Came across a local "running" '72 455/400 combo from a '72 Grand Ville from a likely reputable source with shop docs to back up the claimed refresh and documented machine work. It has pretty turdy 7M5 low-compresion heads (I know these will not take headers). Has some ok speed parts on it and is dressed up nicely. Don't have casting or block code yet. TH400 was performance rebuilt, but is a long tail model so I cannot use it. Seller built it for own project, then went with an LT4.

Let's just assume it is free from issues to avoid the "you are taking a chance on an unknown powertrain" convo. 

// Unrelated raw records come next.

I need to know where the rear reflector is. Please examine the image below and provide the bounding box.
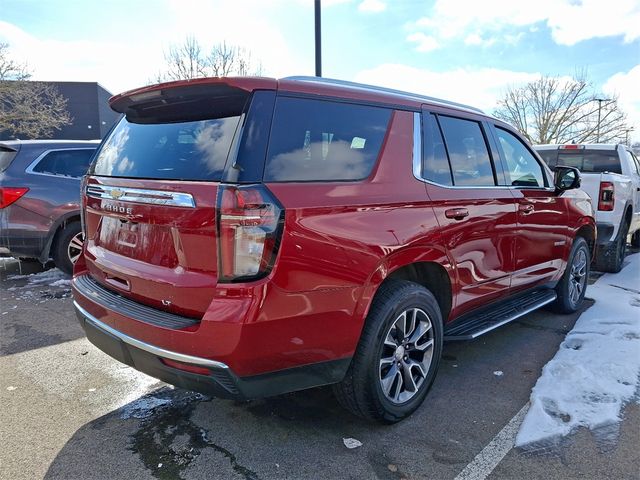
[217,185,284,282]
[598,182,616,212]
[0,187,29,208]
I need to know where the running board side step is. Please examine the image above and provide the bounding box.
[444,290,557,342]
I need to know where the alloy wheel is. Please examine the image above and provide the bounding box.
[379,308,434,404]
[67,232,84,264]
[569,250,587,305]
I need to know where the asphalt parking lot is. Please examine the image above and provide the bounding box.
[0,256,640,479]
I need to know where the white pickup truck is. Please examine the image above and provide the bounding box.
[534,144,640,272]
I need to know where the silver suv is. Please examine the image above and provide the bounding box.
[0,140,99,273]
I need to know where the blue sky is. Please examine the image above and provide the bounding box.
[0,0,640,139]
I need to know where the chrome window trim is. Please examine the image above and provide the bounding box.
[24,145,98,179]
[73,300,229,370]
[413,112,425,181]
[86,184,196,208]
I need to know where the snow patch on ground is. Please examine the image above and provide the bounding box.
[516,254,640,447]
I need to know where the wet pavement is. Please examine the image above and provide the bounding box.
[0,255,640,479]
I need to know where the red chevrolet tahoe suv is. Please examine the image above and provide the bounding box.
[73,77,596,422]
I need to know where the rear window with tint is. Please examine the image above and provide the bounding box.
[264,97,391,182]
[33,148,95,178]
[557,150,622,173]
[538,149,622,173]
[92,116,240,181]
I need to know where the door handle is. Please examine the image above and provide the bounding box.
[444,208,469,220]
[520,203,533,215]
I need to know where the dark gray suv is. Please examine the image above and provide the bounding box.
[0,140,99,273]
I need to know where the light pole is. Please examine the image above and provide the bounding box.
[314,0,322,77]
[594,98,611,143]
[624,127,633,146]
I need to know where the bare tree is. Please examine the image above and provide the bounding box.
[154,37,262,82]
[494,75,628,144]
[0,43,71,138]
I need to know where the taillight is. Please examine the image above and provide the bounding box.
[217,185,284,282]
[0,187,29,208]
[598,182,616,212]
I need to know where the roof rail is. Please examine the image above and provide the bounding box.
[283,75,485,115]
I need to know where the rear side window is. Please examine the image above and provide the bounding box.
[0,145,16,172]
[422,113,453,185]
[438,115,496,186]
[32,148,95,178]
[558,150,622,173]
[92,115,240,181]
[264,97,391,182]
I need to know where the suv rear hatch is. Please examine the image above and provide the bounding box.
[83,79,278,318]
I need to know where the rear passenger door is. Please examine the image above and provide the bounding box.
[422,111,516,316]
[493,126,569,290]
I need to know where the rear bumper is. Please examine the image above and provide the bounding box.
[74,302,351,400]
[0,235,46,258]
[596,222,616,246]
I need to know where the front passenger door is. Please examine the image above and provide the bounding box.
[494,126,569,291]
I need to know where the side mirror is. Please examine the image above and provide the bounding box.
[553,166,580,192]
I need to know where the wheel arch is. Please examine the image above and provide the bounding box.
[355,246,456,334]
[39,210,80,263]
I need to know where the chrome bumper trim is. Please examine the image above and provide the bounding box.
[73,300,229,369]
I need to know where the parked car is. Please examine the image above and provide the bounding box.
[0,140,99,274]
[72,77,595,422]
[535,144,640,273]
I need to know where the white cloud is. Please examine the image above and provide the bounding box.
[602,64,640,141]
[407,32,440,52]
[358,0,387,13]
[414,0,640,51]
[464,33,496,47]
[0,21,162,93]
[355,63,540,113]
[0,0,310,93]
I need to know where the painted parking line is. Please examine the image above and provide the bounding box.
[454,402,529,480]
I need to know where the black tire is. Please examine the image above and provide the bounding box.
[52,222,82,275]
[334,280,443,423]
[553,237,591,313]
[595,220,629,273]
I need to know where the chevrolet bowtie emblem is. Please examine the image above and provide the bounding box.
[111,188,124,200]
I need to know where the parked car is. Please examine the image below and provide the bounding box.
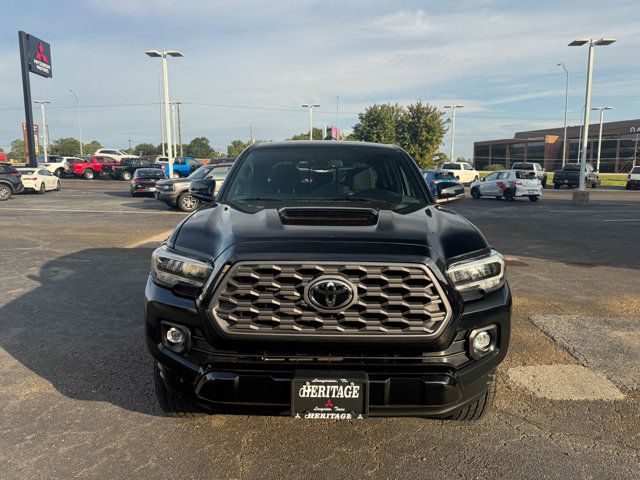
[73,155,120,180]
[440,162,480,185]
[624,167,640,190]
[511,162,547,188]
[422,170,464,202]
[131,168,167,197]
[471,170,542,202]
[104,158,162,182]
[18,167,60,193]
[159,158,202,178]
[0,163,24,202]
[144,141,510,421]
[553,163,600,189]
[93,148,140,162]
[156,163,232,212]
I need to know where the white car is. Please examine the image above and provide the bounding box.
[440,162,480,185]
[36,155,83,178]
[471,170,542,202]
[18,167,60,193]
[94,148,140,162]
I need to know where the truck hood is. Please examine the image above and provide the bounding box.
[169,204,489,263]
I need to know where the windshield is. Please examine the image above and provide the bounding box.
[136,168,167,178]
[225,146,428,211]
[189,165,211,180]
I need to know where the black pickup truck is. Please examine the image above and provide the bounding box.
[145,141,511,420]
[103,157,162,182]
[553,163,600,189]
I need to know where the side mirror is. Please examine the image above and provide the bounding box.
[438,186,464,201]
[189,178,216,203]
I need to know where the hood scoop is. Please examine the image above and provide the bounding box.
[278,207,378,226]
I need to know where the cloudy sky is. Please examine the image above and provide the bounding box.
[0,0,640,156]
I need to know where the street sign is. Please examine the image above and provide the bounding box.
[28,35,53,78]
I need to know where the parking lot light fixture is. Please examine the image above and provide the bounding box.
[144,50,184,178]
[444,104,464,162]
[591,107,613,171]
[569,38,615,197]
[302,102,320,140]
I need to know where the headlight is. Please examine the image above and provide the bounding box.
[151,245,212,288]
[447,250,505,292]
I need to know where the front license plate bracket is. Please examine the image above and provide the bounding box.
[291,371,369,420]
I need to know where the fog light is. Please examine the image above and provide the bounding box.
[473,332,491,353]
[166,327,184,346]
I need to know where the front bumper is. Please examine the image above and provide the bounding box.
[145,280,511,417]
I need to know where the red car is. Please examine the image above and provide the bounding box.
[73,155,120,180]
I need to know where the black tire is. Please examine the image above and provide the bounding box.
[176,193,200,212]
[0,183,13,202]
[153,362,205,418]
[448,370,497,421]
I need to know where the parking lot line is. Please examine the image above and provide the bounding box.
[2,207,186,215]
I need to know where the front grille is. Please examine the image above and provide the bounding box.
[210,262,451,338]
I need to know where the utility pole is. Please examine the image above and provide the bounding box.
[591,107,613,171]
[444,104,464,162]
[69,90,84,157]
[302,102,320,140]
[158,65,167,157]
[33,100,51,163]
[175,101,184,158]
[556,63,569,167]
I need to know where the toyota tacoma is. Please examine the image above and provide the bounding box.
[145,141,511,420]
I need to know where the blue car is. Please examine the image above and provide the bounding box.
[422,170,464,202]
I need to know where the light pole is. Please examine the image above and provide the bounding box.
[302,103,320,140]
[174,101,184,158]
[144,50,184,178]
[444,104,464,162]
[556,62,569,167]
[33,100,51,163]
[591,107,613,171]
[69,90,84,157]
[569,38,616,199]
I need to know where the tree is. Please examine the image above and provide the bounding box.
[50,138,80,157]
[399,102,447,168]
[227,140,251,158]
[287,127,324,140]
[82,140,102,155]
[133,143,162,155]
[7,138,27,160]
[184,137,213,158]
[352,102,447,168]
[353,103,406,145]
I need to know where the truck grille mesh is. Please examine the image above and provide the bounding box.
[210,262,451,338]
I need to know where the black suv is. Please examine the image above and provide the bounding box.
[104,157,162,182]
[0,163,24,202]
[145,141,511,420]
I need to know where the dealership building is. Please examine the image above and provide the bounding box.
[473,119,640,173]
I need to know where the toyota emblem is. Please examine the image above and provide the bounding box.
[304,277,356,312]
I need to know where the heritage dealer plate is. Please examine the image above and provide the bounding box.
[291,371,369,420]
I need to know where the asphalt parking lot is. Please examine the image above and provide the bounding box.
[0,180,640,479]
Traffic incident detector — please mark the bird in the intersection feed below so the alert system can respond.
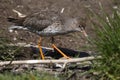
[7,10,87,60]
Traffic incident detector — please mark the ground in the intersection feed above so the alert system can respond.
[0,0,120,80]
[0,0,115,50]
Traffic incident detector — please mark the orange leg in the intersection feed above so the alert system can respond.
[52,44,70,59]
[38,37,45,60]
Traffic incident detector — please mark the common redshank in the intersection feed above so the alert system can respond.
[8,11,87,60]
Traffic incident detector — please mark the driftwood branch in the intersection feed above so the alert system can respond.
[0,56,101,66]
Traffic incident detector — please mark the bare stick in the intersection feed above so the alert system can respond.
[0,56,101,66]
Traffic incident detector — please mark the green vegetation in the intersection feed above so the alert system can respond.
[89,4,120,80]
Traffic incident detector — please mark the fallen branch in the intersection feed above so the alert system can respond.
[0,56,101,66]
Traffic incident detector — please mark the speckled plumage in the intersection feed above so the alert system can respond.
[8,11,85,36]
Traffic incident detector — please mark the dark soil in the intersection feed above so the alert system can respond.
[0,0,120,80]
[0,0,115,50]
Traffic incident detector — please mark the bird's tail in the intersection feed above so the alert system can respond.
[7,18,18,23]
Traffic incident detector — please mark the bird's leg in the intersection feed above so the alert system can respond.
[38,37,45,60]
[52,37,70,59]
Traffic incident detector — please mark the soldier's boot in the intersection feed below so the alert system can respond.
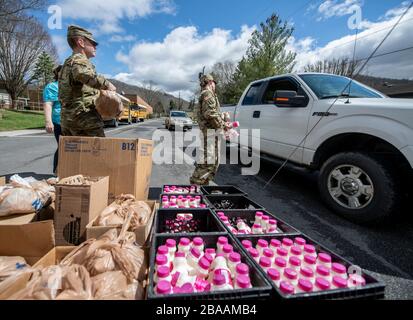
[190,165,215,185]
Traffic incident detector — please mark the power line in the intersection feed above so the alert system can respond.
[285,0,322,20]
[264,1,413,189]
[312,18,413,53]
[356,46,413,62]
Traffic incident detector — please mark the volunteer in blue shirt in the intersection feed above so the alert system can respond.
[43,65,62,173]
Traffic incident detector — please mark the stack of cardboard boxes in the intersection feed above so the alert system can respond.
[0,137,156,298]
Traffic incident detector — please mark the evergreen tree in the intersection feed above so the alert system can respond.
[33,51,54,87]
[227,14,296,103]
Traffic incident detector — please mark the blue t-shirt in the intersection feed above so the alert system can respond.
[43,81,62,124]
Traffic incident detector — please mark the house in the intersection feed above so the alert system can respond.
[356,76,413,99]
[124,94,153,114]
[0,81,11,108]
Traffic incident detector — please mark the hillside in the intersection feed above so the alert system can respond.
[109,79,189,113]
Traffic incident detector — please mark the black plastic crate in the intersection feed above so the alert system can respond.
[154,209,225,234]
[161,184,202,196]
[205,195,264,211]
[159,193,210,210]
[147,232,272,300]
[237,235,385,300]
[201,186,247,196]
[214,210,300,236]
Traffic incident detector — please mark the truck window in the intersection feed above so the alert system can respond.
[242,83,262,105]
[262,79,298,105]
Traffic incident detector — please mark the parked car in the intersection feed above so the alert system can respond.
[222,73,413,223]
[165,111,193,130]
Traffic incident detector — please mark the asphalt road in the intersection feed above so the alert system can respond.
[0,120,413,299]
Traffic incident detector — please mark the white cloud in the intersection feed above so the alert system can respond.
[52,35,71,62]
[318,0,363,20]
[57,0,176,34]
[109,34,136,42]
[289,3,413,78]
[115,26,255,98]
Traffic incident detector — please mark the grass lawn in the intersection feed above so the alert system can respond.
[0,110,44,131]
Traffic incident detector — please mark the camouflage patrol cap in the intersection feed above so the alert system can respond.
[199,74,216,85]
[67,25,98,46]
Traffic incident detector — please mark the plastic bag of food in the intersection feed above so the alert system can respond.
[96,90,123,120]
[0,257,29,281]
[61,228,146,283]
[0,175,55,217]
[9,265,93,300]
[92,271,128,299]
[93,194,152,231]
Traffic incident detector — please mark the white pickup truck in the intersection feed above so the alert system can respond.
[222,73,413,223]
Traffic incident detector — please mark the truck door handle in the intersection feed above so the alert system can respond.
[252,111,261,118]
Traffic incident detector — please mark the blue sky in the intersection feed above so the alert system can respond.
[39,0,413,97]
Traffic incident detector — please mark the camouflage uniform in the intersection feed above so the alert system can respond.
[190,75,225,185]
[59,26,109,137]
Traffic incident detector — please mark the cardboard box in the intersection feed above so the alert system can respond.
[34,246,76,268]
[54,177,109,246]
[0,219,55,265]
[86,201,156,246]
[58,137,153,202]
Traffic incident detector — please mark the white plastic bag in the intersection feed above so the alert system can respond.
[0,175,55,217]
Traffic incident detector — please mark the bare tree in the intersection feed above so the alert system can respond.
[304,58,360,77]
[0,0,46,27]
[212,61,237,103]
[0,17,57,105]
[212,61,236,86]
[141,81,162,108]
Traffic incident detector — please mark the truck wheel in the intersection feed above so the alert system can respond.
[318,152,401,224]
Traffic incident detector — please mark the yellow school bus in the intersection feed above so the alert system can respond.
[130,104,148,123]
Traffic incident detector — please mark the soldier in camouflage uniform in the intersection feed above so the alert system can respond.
[190,74,227,185]
[59,26,116,137]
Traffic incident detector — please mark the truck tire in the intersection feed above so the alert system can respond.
[318,152,401,224]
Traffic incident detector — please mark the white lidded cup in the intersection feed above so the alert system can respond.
[178,238,191,255]
[331,262,348,279]
[282,268,298,287]
[153,266,172,283]
[296,279,314,293]
[315,264,333,283]
[248,248,260,262]
[234,276,252,289]
[269,239,281,252]
[303,255,317,272]
[281,238,294,251]
[192,237,205,253]
[217,237,228,253]
[251,223,264,234]
[280,281,295,296]
[331,276,348,289]
[254,211,264,225]
[267,268,281,287]
[235,263,250,277]
[155,280,172,295]
[255,239,268,256]
[299,267,315,285]
[317,252,332,269]
[241,240,252,250]
[228,252,241,277]
[259,256,271,273]
[196,257,211,279]
[187,247,201,270]
[304,244,317,258]
[314,278,331,291]
[288,257,301,272]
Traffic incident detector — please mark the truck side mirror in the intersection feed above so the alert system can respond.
[273,90,309,108]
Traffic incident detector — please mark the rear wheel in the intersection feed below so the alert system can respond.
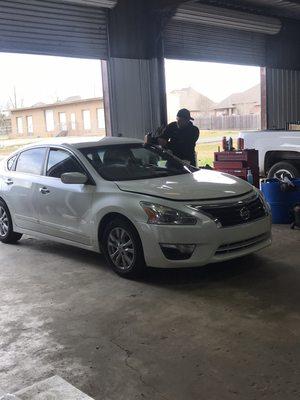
[268,161,300,180]
[0,200,22,243]
[101,218,145,278]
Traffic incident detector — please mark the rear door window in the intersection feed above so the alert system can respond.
[16,148,46,175]
[47,149,86,178]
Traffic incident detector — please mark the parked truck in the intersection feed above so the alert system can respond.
[240,131,300,178]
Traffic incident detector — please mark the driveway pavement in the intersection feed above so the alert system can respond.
[0,226,300,400]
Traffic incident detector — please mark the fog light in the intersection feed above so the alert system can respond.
[160,243,196,260]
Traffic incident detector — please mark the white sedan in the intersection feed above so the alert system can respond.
[0,138,271,277]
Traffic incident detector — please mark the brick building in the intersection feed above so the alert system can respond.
[10,97,105,137]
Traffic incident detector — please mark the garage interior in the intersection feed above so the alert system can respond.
[0,0,300,400]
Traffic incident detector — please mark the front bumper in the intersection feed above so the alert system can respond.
[137,216,272,268]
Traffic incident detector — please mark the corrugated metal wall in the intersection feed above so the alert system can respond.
[164,20,266,66]
[0,0,108,59]
[266,68,300,129]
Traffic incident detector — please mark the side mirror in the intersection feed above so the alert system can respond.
[60,172,88,185]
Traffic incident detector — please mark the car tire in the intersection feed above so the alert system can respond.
[101,218,146,279]
[0,200,23,244]
[268,161,300,179]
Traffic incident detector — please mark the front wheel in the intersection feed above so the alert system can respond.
[268,161,300,180]
[101,218,145,278]
[0,200,22,243]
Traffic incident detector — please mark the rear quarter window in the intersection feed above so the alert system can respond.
[6,154,18,171]
[16,147,46,175]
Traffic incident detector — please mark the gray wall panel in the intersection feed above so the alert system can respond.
[266,68,300,129]
[0,0,108,59]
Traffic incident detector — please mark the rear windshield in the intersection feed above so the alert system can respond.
[80,144,196,181]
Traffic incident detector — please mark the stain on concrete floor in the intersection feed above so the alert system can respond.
[0,227,300,400]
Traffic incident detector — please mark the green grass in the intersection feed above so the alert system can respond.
[196,143,219,166]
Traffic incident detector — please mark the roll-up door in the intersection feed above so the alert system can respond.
[0,0,108,59]
[164,1,282,66]
[164,20,266,66]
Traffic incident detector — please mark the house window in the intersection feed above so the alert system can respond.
[71,113,76,131]
[97,108,105,129]
[45,110,54,132]
[27,115,33,134]
[59,113,68,131]
[17,117,24,135]
[82,110,91,131]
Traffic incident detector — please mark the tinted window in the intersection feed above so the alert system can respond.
[80,144,196,181]
[7,155,17,171]
[16,148,46,175]
[47,149,85,178]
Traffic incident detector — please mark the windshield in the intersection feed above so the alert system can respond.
[80,144,196,181]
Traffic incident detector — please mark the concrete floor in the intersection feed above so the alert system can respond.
[0,227,300,400]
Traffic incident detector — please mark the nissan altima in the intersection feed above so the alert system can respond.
[0,138,271,277]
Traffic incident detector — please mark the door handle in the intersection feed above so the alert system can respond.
[40,187,50,194]
[4,178,14,185]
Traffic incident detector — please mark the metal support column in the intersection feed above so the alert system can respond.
[103,0,171,139]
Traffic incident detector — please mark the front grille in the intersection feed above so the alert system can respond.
[216,233,270,255]
[191,195,268,228]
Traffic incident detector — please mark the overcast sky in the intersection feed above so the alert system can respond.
[166,60,260,102]
[0,53,260,109]
[0,53,102,108]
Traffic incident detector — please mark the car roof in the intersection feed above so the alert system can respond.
[10,137,143,153]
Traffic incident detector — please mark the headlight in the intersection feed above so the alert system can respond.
[140,202,197,225]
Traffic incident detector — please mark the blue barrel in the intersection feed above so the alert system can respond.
[261,179,300,224]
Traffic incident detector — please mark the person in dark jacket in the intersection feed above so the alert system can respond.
[158,108,199,166]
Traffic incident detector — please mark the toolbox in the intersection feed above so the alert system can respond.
[214,149,259,188]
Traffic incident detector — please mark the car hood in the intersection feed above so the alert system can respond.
[116,169,252,201]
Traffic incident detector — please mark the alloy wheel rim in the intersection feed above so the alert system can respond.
[0,207,9,238]
[107,228,135,271]
[275,169,294,180]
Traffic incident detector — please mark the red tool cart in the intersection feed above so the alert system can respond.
[214,150,259,188]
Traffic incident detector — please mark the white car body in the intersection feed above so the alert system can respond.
[240,131,300,176]
[0,138,271,276]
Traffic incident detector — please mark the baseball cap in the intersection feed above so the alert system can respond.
[177,108,194,121]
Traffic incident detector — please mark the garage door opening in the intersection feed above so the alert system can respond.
[166,60,262,165]
[0,53,106,151]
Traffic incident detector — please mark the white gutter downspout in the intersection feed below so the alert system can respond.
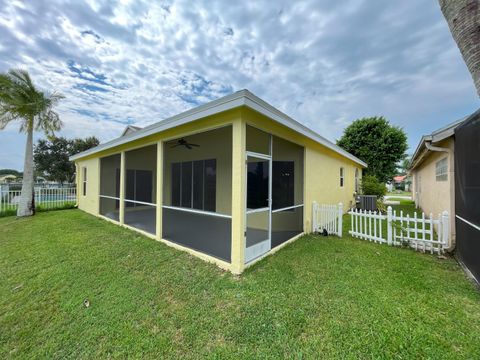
[425,140,455,251]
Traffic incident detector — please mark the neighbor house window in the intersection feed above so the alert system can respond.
[82,167,87,196]
[171,159,217,211]
[435,158,448,181]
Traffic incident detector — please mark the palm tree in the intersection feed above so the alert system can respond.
[0,70,63,216]
[439,0,480,96]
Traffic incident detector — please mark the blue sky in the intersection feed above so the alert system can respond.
[0,0,480,169]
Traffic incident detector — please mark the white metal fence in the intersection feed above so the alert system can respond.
[312,201,343,237]
[0,187,76,213]
[349,206,450,254]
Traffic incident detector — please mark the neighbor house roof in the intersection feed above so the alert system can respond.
[70,89,367,167]
[409,115,470,171]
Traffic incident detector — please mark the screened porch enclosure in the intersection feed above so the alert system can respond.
[99,125,304,264]
[99,154,121,221]
[245,126,304,263]
[162,126,232,262]
[124,145,157,235]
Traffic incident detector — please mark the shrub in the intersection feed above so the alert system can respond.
[361,175,387,199]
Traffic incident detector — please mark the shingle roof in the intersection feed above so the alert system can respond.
[70,89,367,167]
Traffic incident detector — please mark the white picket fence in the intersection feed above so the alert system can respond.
[0,187,77,213]
[312,201,343,237]
[349,206,450,254]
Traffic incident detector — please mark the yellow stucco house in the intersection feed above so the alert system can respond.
[409,118,465,249]
[71,90,366,274]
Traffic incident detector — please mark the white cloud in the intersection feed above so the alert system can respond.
[0,0,479,168]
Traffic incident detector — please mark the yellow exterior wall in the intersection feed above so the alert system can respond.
[242,108,362,232]
[76,108,361,273]
[77,158,100,215]
[411,138,455,244]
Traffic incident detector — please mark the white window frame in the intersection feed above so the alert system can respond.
[82,166,87,196]
[435,157,448,182]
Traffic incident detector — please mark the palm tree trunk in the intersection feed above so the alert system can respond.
[17,125,35,217]
[439,0,480,96]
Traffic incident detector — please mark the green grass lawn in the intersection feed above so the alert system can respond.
[0,210,480,359]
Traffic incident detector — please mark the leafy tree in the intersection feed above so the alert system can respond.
[0,70,63,217]
[337,116,408,182]
[397,157,412,175]
[361,175,387,199]
[34,136,100,183]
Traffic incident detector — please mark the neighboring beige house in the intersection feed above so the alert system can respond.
[409,118,465,248]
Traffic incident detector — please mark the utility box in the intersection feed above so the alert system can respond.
[357,195,377,211]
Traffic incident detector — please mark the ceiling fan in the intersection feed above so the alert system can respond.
[170,138,200,150]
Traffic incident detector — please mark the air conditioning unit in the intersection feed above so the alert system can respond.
[357,195,377,211]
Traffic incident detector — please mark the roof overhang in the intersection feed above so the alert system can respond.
[408,116,469,173]
[70,90,367,168]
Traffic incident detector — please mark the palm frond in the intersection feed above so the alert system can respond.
[0,69,64,134]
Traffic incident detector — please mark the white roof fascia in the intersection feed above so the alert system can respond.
[70,90,367,167]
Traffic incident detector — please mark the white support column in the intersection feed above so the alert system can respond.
[231,119,246,274]
[118,151,125,225]
[156,141,163,240]
[338,203,343,237]
[387,206,392,245]
[442,210,450,249]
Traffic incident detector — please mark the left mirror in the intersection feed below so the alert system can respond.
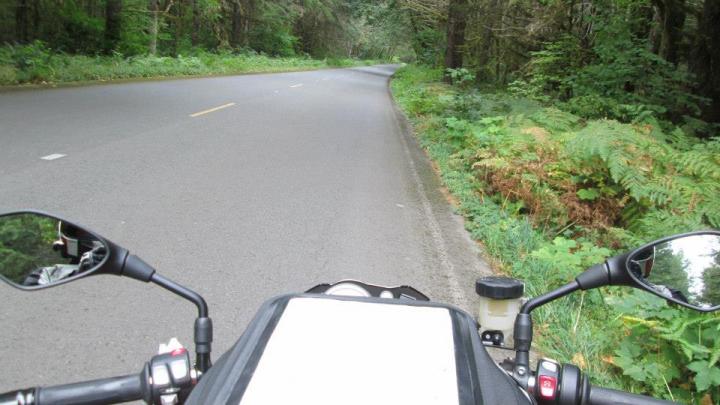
[0,212,108,289]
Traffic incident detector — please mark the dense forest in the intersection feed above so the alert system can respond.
[0,0,720,128]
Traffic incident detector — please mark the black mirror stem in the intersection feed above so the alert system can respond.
[150,273,213,373]
[513,281,580,387]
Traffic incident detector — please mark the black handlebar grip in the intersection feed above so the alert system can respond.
[35,373,145,405]
[588,386,677,405]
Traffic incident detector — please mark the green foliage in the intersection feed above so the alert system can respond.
[0,214,61,283]
[612,293,720,403]
[392,66,720,403]
[510,16,704,122]
[445,68,475,87]
[0,42,380,85]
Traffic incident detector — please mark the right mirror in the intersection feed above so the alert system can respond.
[627,232,720,311]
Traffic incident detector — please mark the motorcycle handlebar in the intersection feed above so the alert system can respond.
[588,386,676,405]
[35,373,147,405]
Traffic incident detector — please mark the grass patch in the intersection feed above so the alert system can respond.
[0,43,377,86]
[392,66,720,403]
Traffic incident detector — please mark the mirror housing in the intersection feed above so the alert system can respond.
[0,210,155,291]
[575,230,720,312]
[0,210,213,372]
[623,230,720,312]
[0,211,113,291]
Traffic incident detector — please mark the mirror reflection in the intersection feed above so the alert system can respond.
[0,213,107,287]
[629,234,720,309]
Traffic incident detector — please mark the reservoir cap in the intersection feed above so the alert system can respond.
[475,276,525,300]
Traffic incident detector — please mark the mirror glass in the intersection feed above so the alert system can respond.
[628,234,720,310]
[0,213,108,287]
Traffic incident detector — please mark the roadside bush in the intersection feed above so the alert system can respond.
[0,41,372,85]
[392,66,720,404]
[509,17,707,122]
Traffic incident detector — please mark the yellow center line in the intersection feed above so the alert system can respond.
[190,103,235,118]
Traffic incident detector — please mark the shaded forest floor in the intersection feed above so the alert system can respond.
[0,43,377,87]
[392,66,720,403]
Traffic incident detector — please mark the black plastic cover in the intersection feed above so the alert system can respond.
[186,294,531,405]
[475,276,525,300]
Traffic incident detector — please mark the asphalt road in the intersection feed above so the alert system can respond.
[0,66,496,391]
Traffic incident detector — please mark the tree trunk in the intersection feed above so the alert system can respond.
[690,0,720,122]
[230,0,244,48]
[149,0,160,55]
[190,0,200,47]
[105,0,122,54]
[653,0,686,64]
[445,0,468,80]
[15,0,30,44]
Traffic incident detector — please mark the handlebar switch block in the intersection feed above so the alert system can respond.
[147,348,194,405]
[533,359,561,404]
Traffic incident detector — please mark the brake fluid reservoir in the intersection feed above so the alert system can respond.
[475,276,525,347]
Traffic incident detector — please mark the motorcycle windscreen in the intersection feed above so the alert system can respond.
[240,297,459,405]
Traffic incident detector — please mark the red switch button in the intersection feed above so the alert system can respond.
[538,375,557,399]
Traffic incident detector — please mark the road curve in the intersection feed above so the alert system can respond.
[0,66,488,391]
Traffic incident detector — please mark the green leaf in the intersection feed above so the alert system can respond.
[577,188,600,201]
[688,361,720,391]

Whadaya all think that combo is worth? Better to wait and find a good 400 to build a stroker from?

Have a good long weekend!


----------



## BearGFR (Aug 25, 2008)

I'm with you on having spares. I have another complete 400 that includes everything except exhaust manifolds and carb sitting on a dolly, plus two more 400 short blocks standing by. It's been a few years since I bought the complete 400 so my memory may be foggy, but I think I gave $600 for the complete engine, and $300 each for the two short blocks, neither one of which I'd use "as is" without going through their bottom ends and pistons. Also both purchases were from people I knew so I probably got the "buddy price".

If it helps?

Bear


----------



## Jared (Apr 19, 2013)

When I was looking for a buildable core a couple years ago, prices were insane. I live in SE Mass and the only engines I could find local to me looked like they had sat outside for years and were close to $2000. And I mean sat outside, pictures of under the valve covers and valley pans were very rusty. Your location could be different but there are no junk yards with old cars anywhere near where I live.


----------



## Jared (Apr 19, 2013)

I have the bare block that came out of mine that I need to have checked for cracks, and the 4X heads that came off mine wrapped on a dolly in a corner.


----------



## ylwgto (Oct 27, 2009)

that's what I'm talking about, crazy prices for boat anchor short blocks even in CA.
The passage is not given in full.